P2: Attribution evaluation via scripted perturbation trials (see Validation Experiment below).

What This Enables

Moral attribution for non-harm consequences. The agent can distinguish world changes it caused from world changes that happened in its vicinity. This is the substrate for ethical attribution of blameworthy actions that do not produce direct harm – property damage, theft, deception, promises broken. In V4’s social extension, it is the substrate for attributing positive agent-caused world changes (building, giving, repairing).

Explicit residue-attribution signal. ResidueField currently integrates everything the agent’s z_world trajectory touches. SD-031 provides the signal to weight residue writes by attribution strength – residues from predicted self-caused transitions contribute fully; residues from externally-caused transitions happening during the agent’s presence are downweighted. This tightens the signal that downstream planning reads.

Causal chain tracking.
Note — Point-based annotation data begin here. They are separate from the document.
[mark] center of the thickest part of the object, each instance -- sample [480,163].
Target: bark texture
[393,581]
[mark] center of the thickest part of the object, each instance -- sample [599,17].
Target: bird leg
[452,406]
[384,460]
The residual on z_world at time t conditions on the agent’s action at time t-1. Chaining comparators across time steps allows the agent to attribute distal consequences to its own actions (“I pushed the block at t, the block knocked the vase at t+1, the vase-falling at t+1 belongs to me”). This is the mechanism for moral responsibility extending beyond immediate action consequences.
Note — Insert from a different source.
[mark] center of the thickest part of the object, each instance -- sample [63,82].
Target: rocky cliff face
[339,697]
Decouples world attribution from harm attribution. SD-003’s original design used z_world-to-z_harm projection (HarmBridge) to query counterfactual harm from world counterfactuals. That design was architecturally infeasible (EXQ-093/094, bridge_r2=0, z_world perp z_harm by SD-010). The post-SD-010 topology is that harm attribution (SD-029) and world attribution (SD-031) are independent signals on independent streams. SD-031 makes that independence explicit rather than implicit.
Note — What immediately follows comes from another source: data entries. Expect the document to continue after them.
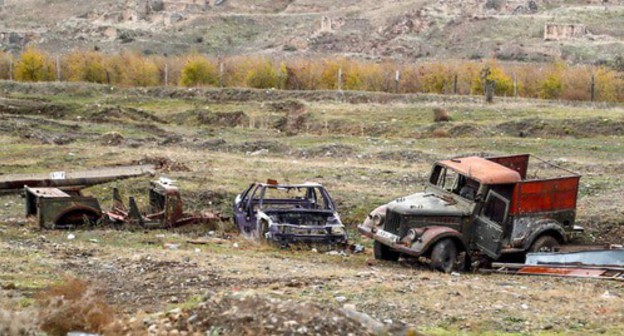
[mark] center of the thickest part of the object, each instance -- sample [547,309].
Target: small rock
[340,299]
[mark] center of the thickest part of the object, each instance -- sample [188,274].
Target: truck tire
[444,256]
[383,252]
[546,243]
[262,229]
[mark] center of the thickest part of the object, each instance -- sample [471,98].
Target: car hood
[429,204]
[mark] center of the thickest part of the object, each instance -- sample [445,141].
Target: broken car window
[495,209]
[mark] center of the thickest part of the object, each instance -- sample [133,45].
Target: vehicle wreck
[166,209]
[289,213]
[58,209]
[477,206]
Module Location (V4 target)

# Planned location (mirrors ARC-033 pattern):
# from ree_core.predictors.e2_world import E2WorldForward, E2WorldConfig
#
# Enabled via LatentStackConfig.use_e2_world_forward (False default).
# Config dataclass E2WorldConfig standalone in e2_world.py.
#
# V3 temporary path: E2FastPredictor.world_forward is the implicit world
# forward model. V4 migration: lift world_forward out of E2FastPredictor
# into a dedicated E2WorldForward module with its own training loss and
# stop-gradient discipline.

V3 has the substrate (E2.world_forward worked in EXQ-030b) but not the module structure. V4 milestone: factor E2.world_forward into a dedicated ree_core/predictors/e2_world.py module and add the stop-gradient training discipline that the SD-003 counterfactual did not require (because it was read as a function, not trained in isolation).

ML Engineering Notes

Inherited from ARC-033 pattern:

Stop-gradient on z_world inputs to forward model during P1 (prevent encoder drift). Less critical for z_world than for z_harm_s because z_world already has strong supervisory signals (event CE, resource proximity) that anchor the encoder; but still good discipline.
Residual-delta architecture. z_world has moderate autocorrelation (world state changes at the cadence of agent action, so less autocorrelated than z_self but more than z_harm_s in high-threat states). Delta prediction is the robust default.
Learning rate. E2.world_forward in V3 uses 3e-4 (E2 LR); the dedicated E2WorldForward in V4 may use the same or slightly smaller. Baseline from EXQ-030b shows 3e-4 saturates world_forward_r2 near 0.95.
Interventional training (SD-013 analogue). Higher priority for z_world than for z_self because world state has strong ambient correlations (landmarks, resources, hazards persist across steps). Margin loss forcing ||E2_world(z_world, a_i) - E2_world(z_world, a_j)|| >= margin for a_i != a_j is the standard extension.
MECH-094: not applicable (waking forward model, not replay content).

New to SD-031 relative to ARC-033:

Scale. z_world_dim is 32 in current REEConfig, matching z_harm_s_dim. The world stream carries more information than the harm stream (spatial structure, landmark gradients SD-023, resource fields). If V4 expands z_world_dim, E2WorldForward hidden capacity scales with it.
Temporal horizon. z_harm_s comparator is immediate (proximity-local). z_world comparator may need multi-step horizon to attribute distal consequences; this is where MECH-257 evaluator-mode rollout converges with the comparator-mode single-step residual. Open design question: whether multi-step comparator is a chained-single-step residual or a dedicated multi-step model.

Biological Grounding

Parietal outcome-prediction circuits. Parietal cortex integrates forward- model predictions of action consequences with observed outcomes. Desmurget & Sirigu 2009 (TiCS): parietal stimulation produces conscious intention without movement; parietal lesions disrupt sense of agency specifically for action outcomes (as opposed to action initiation).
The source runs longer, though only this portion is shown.